Keep to a single diet and no other. “I built 75 HARD to run in-line with your existing diet program…no matter what it is,” Frisella explains on the website. No booze or indulgent dinners (although it is unclear what constitutes a “cheat meal”). Photograph your daily advancement. Each day, consume one gallon of water. Two 45-minute workouts should be completed each day, one of which must be outside. Each day, read 10 pages of a book on self-improvement or motivation. Did you disregard a rule? Skip your allocated reading or only drink eight glasses of water each day rather than the full gallon? Did you come to the conclusion that documenting your daily progress wasn’t in keeping with your wellness philosophies?

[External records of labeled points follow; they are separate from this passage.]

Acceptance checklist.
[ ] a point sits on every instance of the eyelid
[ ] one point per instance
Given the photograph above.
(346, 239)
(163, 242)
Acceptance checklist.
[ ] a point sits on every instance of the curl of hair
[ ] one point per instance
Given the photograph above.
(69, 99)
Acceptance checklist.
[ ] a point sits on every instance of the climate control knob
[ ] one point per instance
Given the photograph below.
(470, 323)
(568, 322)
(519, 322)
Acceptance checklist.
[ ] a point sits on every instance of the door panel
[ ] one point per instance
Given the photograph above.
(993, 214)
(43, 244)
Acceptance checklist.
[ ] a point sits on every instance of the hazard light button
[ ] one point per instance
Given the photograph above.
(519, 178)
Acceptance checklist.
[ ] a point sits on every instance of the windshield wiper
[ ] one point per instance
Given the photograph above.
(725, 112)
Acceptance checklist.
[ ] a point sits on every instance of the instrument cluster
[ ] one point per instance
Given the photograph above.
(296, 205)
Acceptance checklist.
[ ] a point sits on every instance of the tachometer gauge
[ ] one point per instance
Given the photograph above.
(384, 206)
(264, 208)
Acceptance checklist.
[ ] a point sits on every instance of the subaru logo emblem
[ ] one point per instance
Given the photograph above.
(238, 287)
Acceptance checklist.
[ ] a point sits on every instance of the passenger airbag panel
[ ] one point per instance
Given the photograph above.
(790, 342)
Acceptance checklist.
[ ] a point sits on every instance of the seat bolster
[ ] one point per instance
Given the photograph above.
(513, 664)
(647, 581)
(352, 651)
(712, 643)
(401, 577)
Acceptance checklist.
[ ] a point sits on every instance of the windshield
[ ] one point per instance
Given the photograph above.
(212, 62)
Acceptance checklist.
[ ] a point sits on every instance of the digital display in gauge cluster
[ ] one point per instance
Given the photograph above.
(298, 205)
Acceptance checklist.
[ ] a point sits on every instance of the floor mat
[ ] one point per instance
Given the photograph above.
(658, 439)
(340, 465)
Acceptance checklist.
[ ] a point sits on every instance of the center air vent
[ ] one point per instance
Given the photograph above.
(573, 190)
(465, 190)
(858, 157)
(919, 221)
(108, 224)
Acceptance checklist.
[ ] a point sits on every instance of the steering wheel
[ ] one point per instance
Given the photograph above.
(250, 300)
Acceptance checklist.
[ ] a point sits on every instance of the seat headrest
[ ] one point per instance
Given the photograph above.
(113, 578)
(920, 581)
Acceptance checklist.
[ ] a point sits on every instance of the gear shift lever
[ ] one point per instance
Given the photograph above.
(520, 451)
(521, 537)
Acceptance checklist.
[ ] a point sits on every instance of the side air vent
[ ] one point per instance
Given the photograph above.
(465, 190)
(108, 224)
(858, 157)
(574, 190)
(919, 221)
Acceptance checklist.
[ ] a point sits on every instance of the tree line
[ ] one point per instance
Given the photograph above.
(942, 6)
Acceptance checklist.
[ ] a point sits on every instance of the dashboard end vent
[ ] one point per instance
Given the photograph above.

Unfortunately, the regulations demand that you restart at the beginning. (Yeah, even if you disobey a commandment on Day 74.)
Rachel Miklya, R.D. , a licensed personal trainer at Strength in Nutrition, strongly disagrees with that. The primary cause? She claims that “it’s physically taxing and not sustainable for most individuals.”
THE 75 HARD CHALLENGE’S POSSIBLE PHYSICAL IMPACT Sustainability is important for leading a healthy lifestyle, and Miklya argues that working out for 45 minutes twice a day is not sustainable for most individuals. Although Frisella explicitly states on the website for the 75 Hard Challenge that you can choose your activities based on your level of fitness, even if that means taking two walks, But individuals who choose to test themselves by forcing themselves through two exhausting 45-minute workouts each day are setting themselves up for problems. “Injuries are likely to occur if people perform 45 minutes of strenuous exercise every day throughout the challenge,” predicts Miklya.
Even if you select workouts that are adequate for your fitness level, Miklya warns that exercising nonstop for 75 days without a break will be too stressful on your body, especially if you’re a beginner.
According to Miklya, the challenge may seem enticing to someone looking for a “fast fix” because 75 Hard promises instant effects when followed. But, she continues, “this short-term, quick-fix approach does not support long-term behavior change.” “What occurs following a diet? People usually revert to their old habits, which causes unhealthy behaviors to recur.” Participants will eventually experience burnout since “bodies require rest to mend,” according to Miklya.
THE 75 HARD CHALLENGE’S POSSIBLE MENTAL IMPACT According to Julie Landry, Psy.D. , the founder of Halycon Therapy Group, a task that is all-or-nothing, like the 75 Hard Challenge, can be “mentally taxing.”
According to Landry, the challenge appears to be a set of arbitrary rules. To my knowledge, neither the combined components of the proposals nor, in certain cases, the individual components, are supported by any scientific evidence.
Landry further emphasizes that the challenge’s one-size-fits-all methodology disregards the demands of certain individuals. The notion that “you’re either mentally tough and able to stay to the challenge or you’re failing,” she adds, can also cause additional problems.
The challenge is intended to increase self-worth, but Landry warns that it can backfire. The idea of a diet in and of itself is normally not a good idea; a better strategy is to adopt a generally healthier lifestyle that is sustainable. “And” it could harm the participant’s connection with food.
THE CONCLUSION Finding a plan that is “really sustainable for the long term” is the best course of action if you still want to change up your exercise routine or establish some health goals.
She emphasizes the significance of finishing strength and cardiovascular training and including rest days. “Fitness should be tailored to each individual.” According to Miklya, good weekly goals often consist of two days of cardio, three days of strength training, and a couple of rest days. For the majority of non-competitive athletes, workouts should last 30 to 60 minutes, but if someone only has 15 minutes to spare, a 15-minute workout is still preferable to doing nothing.
The 75 Hard Challenge has gone viral on social media, and it definitely sounds alluring given the promise of improved mental toughness. In the end, though, a flexible, well-balanced strategy will be more successful and long-lasting than a binary one.